I stayed silent for a moment, watching him, this worm of a man, owned by Crux, and trying to undermine the government of our people to his own ends. I leaned forward, toward him, as though I would whisper, and simply, with finality, told him what I thought of him and his plans and everything to do with both of them. “No.”

Perhaps my life was over. Crux would renounce me publicly, and since Xyren would never allow me to challenge to form my own house, I would be forever no one in the eyes of my people.

It was a tricky thing, being renounced. For most Thorzi, it was a death sentence. It meant that no other Thorzi would speak to or acknowledge you ever again. It was impossible to work most jobs or have any friends, since no one would break the law in order to speak to or work with someone who had been renounced.

But in truth, how was that different than my everyday life?

No one spoke to me. I had no friends. The only person who acknowledged me most days was Crux, and losing him would be no loss at all.

On the other hand, if Beau ignored the laws regarding my lack of being, it could get him in trouble. Thorzi laws were deliberately soft on humans, but mating someone who didn’t exist might cross the line of what would be ignored by Thorzi society.

And yet.

I was without options. I would not ask Beau to return to Crux, not ever. I would be hard pressed to return myself, having had just that one night, a taste of life without him.

Vipha was still staring at me, wide-eyed, and I gazed back, this time impassive. “You may do as you will, Vipha. But I will never act upon your orders again. And I will not harm Kaelum, however convenient it might be for you. Perhaps he hates me, as the rest of his family does, but that changes nothing. He is my brother. Even if he wants no part of me, he is more my family than you are.”

Vipha stared at me, as though I were a strange and foreign creature, eyes wide and leaning away. “And your father? What of him? He is the one who gives your orders. The one you are bound to obey.”

My lip curled back almost involuntarily in something between a snarl and a sneer, almost as awkward and uncomfortable an expression as the smile to the tailor the day before. “Myfatheris lower than a pile of refuse. Lower even than you, traitor to your own council that you are. He hurts humans and children, and deserves nothing. I would rather be renounced than ever have him call me his son again.”

Vipha gasped and took a step back, staring down at me in horror as his shoulders hit the wall behind him. He startled at the touch of the wall as though I were behind him as well as in front of him, and a second later he turned and fled.

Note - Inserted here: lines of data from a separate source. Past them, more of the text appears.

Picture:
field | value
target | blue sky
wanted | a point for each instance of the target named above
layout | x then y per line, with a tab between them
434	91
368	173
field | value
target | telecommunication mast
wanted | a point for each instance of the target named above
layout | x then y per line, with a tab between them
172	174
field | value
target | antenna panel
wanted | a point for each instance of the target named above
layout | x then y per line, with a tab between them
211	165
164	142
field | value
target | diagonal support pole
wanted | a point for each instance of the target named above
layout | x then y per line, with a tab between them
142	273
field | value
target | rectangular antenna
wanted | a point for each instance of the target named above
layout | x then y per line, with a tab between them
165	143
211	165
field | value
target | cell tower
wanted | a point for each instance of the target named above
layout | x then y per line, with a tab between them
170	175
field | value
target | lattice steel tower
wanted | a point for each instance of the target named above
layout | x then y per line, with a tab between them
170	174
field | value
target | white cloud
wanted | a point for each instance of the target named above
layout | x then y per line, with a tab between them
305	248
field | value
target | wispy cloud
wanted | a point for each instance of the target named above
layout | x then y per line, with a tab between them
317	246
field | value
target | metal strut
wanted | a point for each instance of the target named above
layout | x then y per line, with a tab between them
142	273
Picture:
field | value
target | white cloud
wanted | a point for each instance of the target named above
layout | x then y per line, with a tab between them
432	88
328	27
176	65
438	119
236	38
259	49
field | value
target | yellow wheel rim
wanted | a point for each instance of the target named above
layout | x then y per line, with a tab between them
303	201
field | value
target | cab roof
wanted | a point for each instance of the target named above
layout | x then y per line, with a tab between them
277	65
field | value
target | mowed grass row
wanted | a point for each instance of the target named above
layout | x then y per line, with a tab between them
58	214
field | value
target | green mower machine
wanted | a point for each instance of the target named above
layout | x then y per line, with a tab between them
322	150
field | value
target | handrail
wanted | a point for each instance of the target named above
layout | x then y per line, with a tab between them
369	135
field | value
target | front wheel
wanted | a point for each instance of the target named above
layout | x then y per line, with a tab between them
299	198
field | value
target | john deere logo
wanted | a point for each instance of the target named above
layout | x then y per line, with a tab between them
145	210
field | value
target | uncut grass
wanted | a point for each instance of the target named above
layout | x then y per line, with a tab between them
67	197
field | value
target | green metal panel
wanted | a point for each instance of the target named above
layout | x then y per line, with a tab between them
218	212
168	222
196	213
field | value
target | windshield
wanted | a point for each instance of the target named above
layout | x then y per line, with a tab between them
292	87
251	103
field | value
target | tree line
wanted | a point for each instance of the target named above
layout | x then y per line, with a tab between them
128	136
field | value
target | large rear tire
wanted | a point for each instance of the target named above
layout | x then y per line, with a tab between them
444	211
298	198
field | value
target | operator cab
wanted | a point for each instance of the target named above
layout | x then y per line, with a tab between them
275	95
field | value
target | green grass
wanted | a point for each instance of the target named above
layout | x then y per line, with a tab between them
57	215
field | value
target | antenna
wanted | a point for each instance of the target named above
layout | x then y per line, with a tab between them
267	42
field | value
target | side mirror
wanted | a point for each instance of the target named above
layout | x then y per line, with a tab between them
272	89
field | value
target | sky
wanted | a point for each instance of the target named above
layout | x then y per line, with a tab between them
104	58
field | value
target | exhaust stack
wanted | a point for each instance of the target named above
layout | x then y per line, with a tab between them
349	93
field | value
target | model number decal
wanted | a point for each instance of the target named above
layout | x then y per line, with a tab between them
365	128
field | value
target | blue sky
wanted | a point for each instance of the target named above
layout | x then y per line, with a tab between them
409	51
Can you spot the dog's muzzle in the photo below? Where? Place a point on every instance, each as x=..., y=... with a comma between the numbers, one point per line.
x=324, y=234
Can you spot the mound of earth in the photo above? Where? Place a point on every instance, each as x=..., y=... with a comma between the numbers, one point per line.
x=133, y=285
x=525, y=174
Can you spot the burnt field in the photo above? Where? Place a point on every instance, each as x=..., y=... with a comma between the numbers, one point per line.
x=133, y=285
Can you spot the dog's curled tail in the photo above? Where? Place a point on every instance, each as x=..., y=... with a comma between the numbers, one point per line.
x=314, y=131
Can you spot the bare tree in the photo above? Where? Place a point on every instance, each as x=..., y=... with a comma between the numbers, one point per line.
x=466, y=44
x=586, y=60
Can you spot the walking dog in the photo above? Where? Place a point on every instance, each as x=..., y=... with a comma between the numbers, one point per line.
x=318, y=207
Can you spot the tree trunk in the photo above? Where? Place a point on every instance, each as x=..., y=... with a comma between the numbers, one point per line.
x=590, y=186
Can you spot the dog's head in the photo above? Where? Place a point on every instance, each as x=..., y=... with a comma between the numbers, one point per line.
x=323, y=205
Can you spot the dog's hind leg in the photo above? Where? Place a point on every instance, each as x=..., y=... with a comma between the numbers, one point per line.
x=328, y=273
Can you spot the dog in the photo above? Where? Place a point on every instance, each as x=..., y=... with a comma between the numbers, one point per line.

I watched him retreat down the hall a moment before turning back toward Beau’s room, and there, standing at the end of the hallway, watching me, was my mother. She stared at me for a long, silent moment, then without a word, spun and walked away.

It seemed everyone was fleeing me today. Ah well, nothing much different from usual.

I took a stroll along the outer balustrade, looking out over the jungle. I would never be invited to live in the palace, but it was a beautiful place. Perhaps I would be allowed to visit Beau in his rooms, but turned out at night. That would be acceptable.

I took my time, meandering like a man who had nowhere to be, and had not yet reached the door to Beau’s room when two of the king’s guard approached. “Son of Crux,” one said, and I had to hold back my cringe at the title. “Xyren the Imperator requires your presence in his throne room. He has discovered your family’s duplicity.”

I turned toward them, once again crossing my arms and waiting. “Duplicity?”

“The Zathki are coming,” the other sneered at me. I should have taken lessons from him, he was excellent at sneering. “It seems they have much to say about you.”

I snorted in a rather human fashion, and shrugged. “Take me to the king, then. I cannot imagine a Zathki having anything to say about me, as I have never even seen one.”